The attack specifically targets installations that have an ‘admin’ username configured, trying thousands of possible passwords. It appears that the botnet has the ability to target the same server from up to 90,000 different IP addresses, which means normal login lockdown systems are not effective at blocking the attack.
It is believed that the aim of the attack is to build a bigger more powerful botnet for future use. Currently the botnet is centred mainly on home PCs that have been compromised. These have limited power and limited Internet access speeds, whereas a botnet of high-powered servers, connected directly to the heart of the Internet, will allow the controllers far more power.

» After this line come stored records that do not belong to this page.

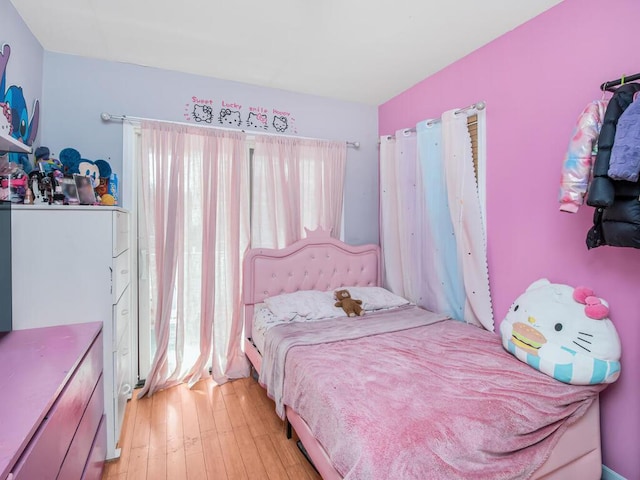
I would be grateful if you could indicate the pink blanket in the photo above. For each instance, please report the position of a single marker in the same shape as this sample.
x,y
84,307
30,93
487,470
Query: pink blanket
x,y
443,401
280,339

It is recommended that any installation with an ‘admin’ account should change the username immediately and ensure that the WordPress version is updated to the latest version. When setting the password for the administrator account it is also important to ensure that the password is very strong. WordPress includes a password generator that creates passwords that are far more secure than most people are accustomed to using.
Installing a firewall system that independently scans the server for files that have been changed is also highly recommended.
All the WordPress installations that we run are fully maintained, so they are kept up to the latest version and they all run a firewall to protect against this type of attack. Having used WordPress of over 4 years for many and various sites, we have learned the hard way that security is a key consideration when it comes to your web site.